3.2. Nuclear translocation of Nrf2 induced by Co and Ni

Nuclear factor erythroid 2-related factor 2 (Nrf2) is an important transcription factor for regulating cellular defense mechanisms against environmental stressors, for detoxification of xenobiotics and for maintaining redox homeostasis [24]. The nuclear translocation and therefore activation of Nrf2 was assessed by quantifying the protein concentration in nuclear lysates after 2 h of treatment of HepG2 cells with Co and Ni individually or in combination (Fig. 4A). Given the rapid activation and subsequent degradation of Nrf2, a shorter incubation time was selected compared to the other experiments investigating the consequences of Nrf2 activation [25]. Both metals, except of 75 μM Ni, led to elevated amounts of nuclear Nrf2 compared to the untreated control, with 150 μM Ni showing the strongest effect. Concurrent incubation of Co and Ni also resulted in increased nuclear Nrf2 translocation (Fig. 4A). These effects could also be demonstrated by immunofluorescence staining against nuclear Nrf2 (Fig. 4B).

Fig. 4.

Fig. 4

Nuclear Nrf2 translocation in HepG2 cells after 2 h treatment with Co(II) and Ni(II). A) Protein concentration was quantified via Western Blot and normalized to Lamin A. B) Nrf2 translocation visualized by immunofluorescence staining in 63x magnification. The pictures are processed by Leica Thunder Imager. Blue: Hoechst staining, Green: Nrf2 staining. Data is presented as mean +SD of n = 3 independent experiments. Statistical significance was tested by an unpaired t-test depicted as *p ≤ 0.05, **p ≤ 0.01: compared to untreated control. (For interpretation of the references to colour in this figure legend, the reader is referred to the Web version of this article.)

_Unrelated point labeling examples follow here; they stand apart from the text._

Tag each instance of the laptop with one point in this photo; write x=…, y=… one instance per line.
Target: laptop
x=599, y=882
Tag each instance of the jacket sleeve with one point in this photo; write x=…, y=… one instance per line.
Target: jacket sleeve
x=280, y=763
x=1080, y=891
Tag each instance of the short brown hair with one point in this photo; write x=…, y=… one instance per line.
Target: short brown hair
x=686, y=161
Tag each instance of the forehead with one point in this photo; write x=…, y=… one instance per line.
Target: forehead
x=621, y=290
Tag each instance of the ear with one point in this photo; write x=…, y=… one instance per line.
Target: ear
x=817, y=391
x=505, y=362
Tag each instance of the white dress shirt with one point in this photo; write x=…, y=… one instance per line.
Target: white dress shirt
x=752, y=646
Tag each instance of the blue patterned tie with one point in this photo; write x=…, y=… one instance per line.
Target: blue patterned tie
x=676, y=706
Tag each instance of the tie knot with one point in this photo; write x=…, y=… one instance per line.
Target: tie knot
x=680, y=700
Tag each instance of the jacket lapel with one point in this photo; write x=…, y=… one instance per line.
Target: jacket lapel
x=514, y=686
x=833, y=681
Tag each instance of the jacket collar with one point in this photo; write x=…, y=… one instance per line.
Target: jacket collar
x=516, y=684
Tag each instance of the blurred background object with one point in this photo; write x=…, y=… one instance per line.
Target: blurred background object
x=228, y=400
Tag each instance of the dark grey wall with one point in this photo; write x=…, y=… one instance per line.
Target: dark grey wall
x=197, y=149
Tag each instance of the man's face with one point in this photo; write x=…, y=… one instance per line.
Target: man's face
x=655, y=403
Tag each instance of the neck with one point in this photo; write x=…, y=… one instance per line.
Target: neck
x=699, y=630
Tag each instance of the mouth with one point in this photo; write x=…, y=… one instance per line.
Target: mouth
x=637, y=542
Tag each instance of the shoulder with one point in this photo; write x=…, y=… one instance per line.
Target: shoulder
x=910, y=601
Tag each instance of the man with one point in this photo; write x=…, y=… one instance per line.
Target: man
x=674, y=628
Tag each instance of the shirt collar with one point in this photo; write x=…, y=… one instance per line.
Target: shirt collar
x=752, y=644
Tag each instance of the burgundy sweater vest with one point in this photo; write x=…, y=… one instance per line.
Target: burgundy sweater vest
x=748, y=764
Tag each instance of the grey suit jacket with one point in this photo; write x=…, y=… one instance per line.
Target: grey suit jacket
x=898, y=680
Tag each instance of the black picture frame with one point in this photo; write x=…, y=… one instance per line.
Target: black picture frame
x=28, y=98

3.3. Impact on iron metabolism

Based on the transcriptome data, target genes of Nrf2 connected to the iron metabolism are studied further. Transcriptomic analysis revealed an upregulation in the gene expression of HMOX-1, FTL, FTH and BLVRB, induced by the high Co and Ni combination (Fig. 3). The higher combination of Co and Ni (25 μM Co + 150 μM Ni) resulted in elevated protein expression of HMOX-1 compared to control (Fig. 5A). HMOX-1 plays a crucial role in metabolizing the prooxidant heme into iron and biliverdin [26]. Similarly, there was a significant effect on the expression of the iron storage protein ferritin which was more pronounced for FTL (Fig. 5B), with a trend also observed for FTH (Fig. S1). A shift in the Fe(II)/Fe(III) ratio towards the divalent species is an indicator for a redox imbalance caused by higher RONS formation within the cell [27]. After 24 h treatment with Co and/or Ni, there were no significant alterations in this ratio, however, a trend towards Fe(II) was observed (Fig. 5C).

Fig. 5.

Fig. 5

Impact on Fe metabolism in HepG2 cells after 24 h treatment with Co(II) and Ni(II). Protein expression of A) HMOX-1 and B) FTL were quantified via Western Blot and normalized to β-actin. C) Ratio of Fe2+ and Fe3+ normalized to protein content and untreated control. Data is presented as mean + SD of n ≥ 3 independent experiments. Statistical significance was tested by an unpaired t-test depicted as *p ≤ 0.05, **p ≤ 0.01: compared to untreated control.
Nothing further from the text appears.